I tre dati stimati, vale a dire la retribuzione media mensile globale, l’aliquota datoriale media e la forza aziendale media, costituiscono la base su cui l’Istituto quantifica il beneficio spettante e vanno, dunque, ricostruiti con criteri documentabili, proiettati sull’intero arco di validità del titolo e non sulla sola situazione corrente.
L’impianto ricalca sostanzialmente quello del D.M. 20 ottobre 2022 , attuativo dell’articolo 5 della Legge n. 162/2021, per lo sgravio “PAR_GEN” riconosciuto alle aziende in possesso delle certificazioni legate alla parità di genere.
Finestre temporali, risorse e riduzione proporzionale
I datori di lavoro in possesso di una valida certificazione che presentano domanda entro il primo termine utile successivo alla data di conseguimento della certificazione, secondo le indicazioni fornite annualmente dall’INPS, vengono ammessi al beneficio con riferimento all’intero periodo di validità della certificazione stessa e, comunque, non oltre il 31 dicembre 2028.
La tempestività rispetto alla prima finestra utile assume un rilievo sostanziale in merito all’ampiezza del periodo agevolabile.
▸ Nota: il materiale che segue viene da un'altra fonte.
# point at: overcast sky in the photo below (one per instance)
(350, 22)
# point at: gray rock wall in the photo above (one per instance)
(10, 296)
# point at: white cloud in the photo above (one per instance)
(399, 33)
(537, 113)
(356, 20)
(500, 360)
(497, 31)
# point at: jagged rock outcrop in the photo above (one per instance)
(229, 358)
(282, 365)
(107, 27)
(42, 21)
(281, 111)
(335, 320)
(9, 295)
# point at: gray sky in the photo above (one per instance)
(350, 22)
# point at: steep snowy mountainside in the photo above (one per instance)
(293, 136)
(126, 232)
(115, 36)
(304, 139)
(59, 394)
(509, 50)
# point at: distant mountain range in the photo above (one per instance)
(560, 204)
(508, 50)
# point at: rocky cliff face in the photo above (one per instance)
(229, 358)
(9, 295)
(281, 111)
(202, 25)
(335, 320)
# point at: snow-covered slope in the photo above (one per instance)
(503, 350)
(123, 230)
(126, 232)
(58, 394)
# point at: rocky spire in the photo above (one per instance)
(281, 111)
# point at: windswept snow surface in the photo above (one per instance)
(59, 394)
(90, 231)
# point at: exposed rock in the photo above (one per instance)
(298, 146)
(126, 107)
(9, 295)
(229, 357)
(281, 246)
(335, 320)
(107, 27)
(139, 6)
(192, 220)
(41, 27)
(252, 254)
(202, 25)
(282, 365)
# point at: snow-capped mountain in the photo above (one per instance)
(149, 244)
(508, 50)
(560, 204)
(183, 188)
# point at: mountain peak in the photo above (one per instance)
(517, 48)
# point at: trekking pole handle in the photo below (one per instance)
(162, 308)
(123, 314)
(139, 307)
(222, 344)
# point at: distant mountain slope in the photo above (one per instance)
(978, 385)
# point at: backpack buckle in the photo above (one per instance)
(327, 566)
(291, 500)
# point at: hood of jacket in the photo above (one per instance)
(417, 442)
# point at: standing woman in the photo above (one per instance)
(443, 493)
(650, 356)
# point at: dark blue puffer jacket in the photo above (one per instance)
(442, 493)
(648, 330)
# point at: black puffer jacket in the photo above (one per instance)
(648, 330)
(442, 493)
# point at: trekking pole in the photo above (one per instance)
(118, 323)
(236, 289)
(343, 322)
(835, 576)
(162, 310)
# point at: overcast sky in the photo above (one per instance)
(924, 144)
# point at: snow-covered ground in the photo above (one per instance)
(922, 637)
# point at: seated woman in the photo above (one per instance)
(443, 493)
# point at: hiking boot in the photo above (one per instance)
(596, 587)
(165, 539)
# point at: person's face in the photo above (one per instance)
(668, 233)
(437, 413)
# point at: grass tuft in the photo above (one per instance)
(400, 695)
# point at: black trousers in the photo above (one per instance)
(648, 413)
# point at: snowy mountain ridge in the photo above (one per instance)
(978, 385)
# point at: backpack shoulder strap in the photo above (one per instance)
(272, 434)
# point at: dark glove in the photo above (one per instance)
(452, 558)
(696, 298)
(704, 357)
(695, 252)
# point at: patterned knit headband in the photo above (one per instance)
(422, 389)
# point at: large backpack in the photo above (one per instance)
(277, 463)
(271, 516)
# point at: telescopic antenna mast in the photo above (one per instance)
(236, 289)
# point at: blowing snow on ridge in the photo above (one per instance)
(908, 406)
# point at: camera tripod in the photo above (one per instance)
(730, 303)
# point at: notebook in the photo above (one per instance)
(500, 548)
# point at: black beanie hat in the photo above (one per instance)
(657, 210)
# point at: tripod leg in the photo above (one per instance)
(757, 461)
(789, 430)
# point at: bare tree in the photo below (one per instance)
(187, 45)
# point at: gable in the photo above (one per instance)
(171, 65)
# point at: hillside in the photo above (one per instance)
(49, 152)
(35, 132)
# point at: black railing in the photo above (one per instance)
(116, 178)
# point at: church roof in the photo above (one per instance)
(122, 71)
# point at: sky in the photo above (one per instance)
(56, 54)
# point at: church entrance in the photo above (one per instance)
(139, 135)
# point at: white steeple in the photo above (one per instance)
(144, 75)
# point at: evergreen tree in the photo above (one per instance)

Tutte le domande presentate nell’ambito della medesima finestra temporale indicata dall’INPS sono finanziate a valere sulle risorse disponibili per l’annualità di riferimento.
Le domande sono verificate dall’Istituto sulla base delle informazioni dichiarate e, al fine di favorire il più ampio accesso alla misura, se le risorse risultano insufficienti in relazione al numero di domande complessivamente accoglibili il beneficio riconosciuto è proporzionalmente ridotto.
Il meccanismo si discosta, quindi, dalla logica dell’ordine cronologico di presentazione, difatti all’interno della stessa finestra non c’è una graduatoria, ma un riparto che può comprimere per tutti l’importo spettante.
La copertura finanziaria è fissata in 7 milioni di euro per il 2026 e in 12 milioni di euro per ciascuno degli anni 2027 e 2028.
L’INPS provvede al monitoraggio della spesa ai fini del rispetto del limite, inviando la rendicontazione del numero di domande accolte e dei relativi oneri al Ministero del Lavoro e delle Politiche sociali, all’Autorità politica delegata alle politiche per la famiglia, la natalità e le pari opportunità e al Ministero dell’economia e delle finanze.
Verifiche, rinuncia e revoca
La verifica dei requisiti legittimanti passa attraverso un flusso informativo dedicato. Il Dipartimento per le politiche della famiglia della Presidenza del Consiglio dei ministri comunica periodicamente all’INPS i dati identificativi delle aziende in possesso delle certificazioni.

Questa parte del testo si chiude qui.